Registry Cleanup

Cleaning up stale registry entries after a connection server dies

When server 7 dies, the registry still has 1M entries pointing to it. Without cleanup, any message routed to those users hits a dead server. The fix is a reverse mapping — a Redis Set per server — that lets the cleaner bulk-delete all stale entries in one operation.

The stale registry problem¶

The connection registry maps each user to their current connection server:

user:alice   → server7
user:bob     → server7
user:charlie → server7
... (1M entries pointing to server7)

Server 7 is dead. These entries are now stale. Any message addressed to these users will be routed to server 7 — which will fail.

The naive fix is to scan the entire registry for entries pointing to server 7. But the registry is keyed by user ID — Redis has no way to find all entries with a specific value without scanning every key.

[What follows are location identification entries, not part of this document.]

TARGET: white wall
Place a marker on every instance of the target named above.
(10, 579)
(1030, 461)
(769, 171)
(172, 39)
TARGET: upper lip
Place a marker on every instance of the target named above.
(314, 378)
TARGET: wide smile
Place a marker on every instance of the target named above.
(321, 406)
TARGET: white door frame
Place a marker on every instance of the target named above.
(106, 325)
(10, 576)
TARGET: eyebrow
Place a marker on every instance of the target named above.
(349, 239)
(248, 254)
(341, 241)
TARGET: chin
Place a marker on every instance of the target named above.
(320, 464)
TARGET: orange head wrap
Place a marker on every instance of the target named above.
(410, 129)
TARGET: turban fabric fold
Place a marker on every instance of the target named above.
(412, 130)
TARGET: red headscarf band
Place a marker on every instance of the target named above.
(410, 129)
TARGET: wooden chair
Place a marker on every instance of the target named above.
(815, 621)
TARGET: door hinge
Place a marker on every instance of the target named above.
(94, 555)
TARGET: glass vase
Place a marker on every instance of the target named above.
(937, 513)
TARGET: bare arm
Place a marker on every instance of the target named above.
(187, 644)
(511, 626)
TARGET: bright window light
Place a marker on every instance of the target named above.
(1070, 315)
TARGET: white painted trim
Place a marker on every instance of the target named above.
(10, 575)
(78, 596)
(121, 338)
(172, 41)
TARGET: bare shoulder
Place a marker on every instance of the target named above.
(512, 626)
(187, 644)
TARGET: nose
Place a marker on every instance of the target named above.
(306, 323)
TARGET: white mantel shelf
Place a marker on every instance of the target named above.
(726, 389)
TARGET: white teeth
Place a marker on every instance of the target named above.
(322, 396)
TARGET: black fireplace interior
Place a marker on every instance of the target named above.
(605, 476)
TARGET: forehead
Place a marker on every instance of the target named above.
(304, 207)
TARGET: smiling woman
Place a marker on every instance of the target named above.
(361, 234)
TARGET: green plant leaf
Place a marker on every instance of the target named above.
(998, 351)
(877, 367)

At 500M users, a full scan is expensive and slow.

The reverse mapping¶

The solution is to maintain a second data structure alongside the forward registry — a reverse mapping from server to its connected users.

Forward mapping (for routing):
  user:alice   → server7
  user:bob     → server7
  user:charlie → server7

Reverse mapping (for cleanup):
  server7:users → { alice, bob, charlie, ... }   Redis Set with 1M entries

Every time a user connects to server 7, two writes happen:

HSET registry user:alice server7         (forward — for routing)
SADD server7:users alice                 (reverse — for cleanup)

Every time a user disconnects cleanly from server 7, two deletes happen:

HDEL registry user:alice
SREM server7:users alice

The cleanup flow on server death¶

When the monitoring service detects server 7 is down, it triggers the cleaner:

Monitoring detects server7 is dead
→ triggers cleaner job

Cleaner:
→ SMEMBERS server7:users          (get all 1M user IDs — O(N) but one call)
→ bulk DEL user:alice, user:bob, ... (remove all forward registry entries)
→ DEL server7:users               (remove the reverse mapping itself)
→ Done

No full registry scan needed. The reverse Set gives the cleaner exactly the list it needs.

Timing¶

The cleaner runs after monitoring detects the failure — typically within 30-60 seconds. During this window, forward registry entries still point to server 7. Messages addressed to those users during this window hit the stale routing fallback described in the next file.

Interview framing

"I maintain a reverse mapping — a Redis Set per connection server storing all connected user IDs. When a server dies, the cleaner reads that Set and bulk-deletes all forward registry entries. No full scan needed."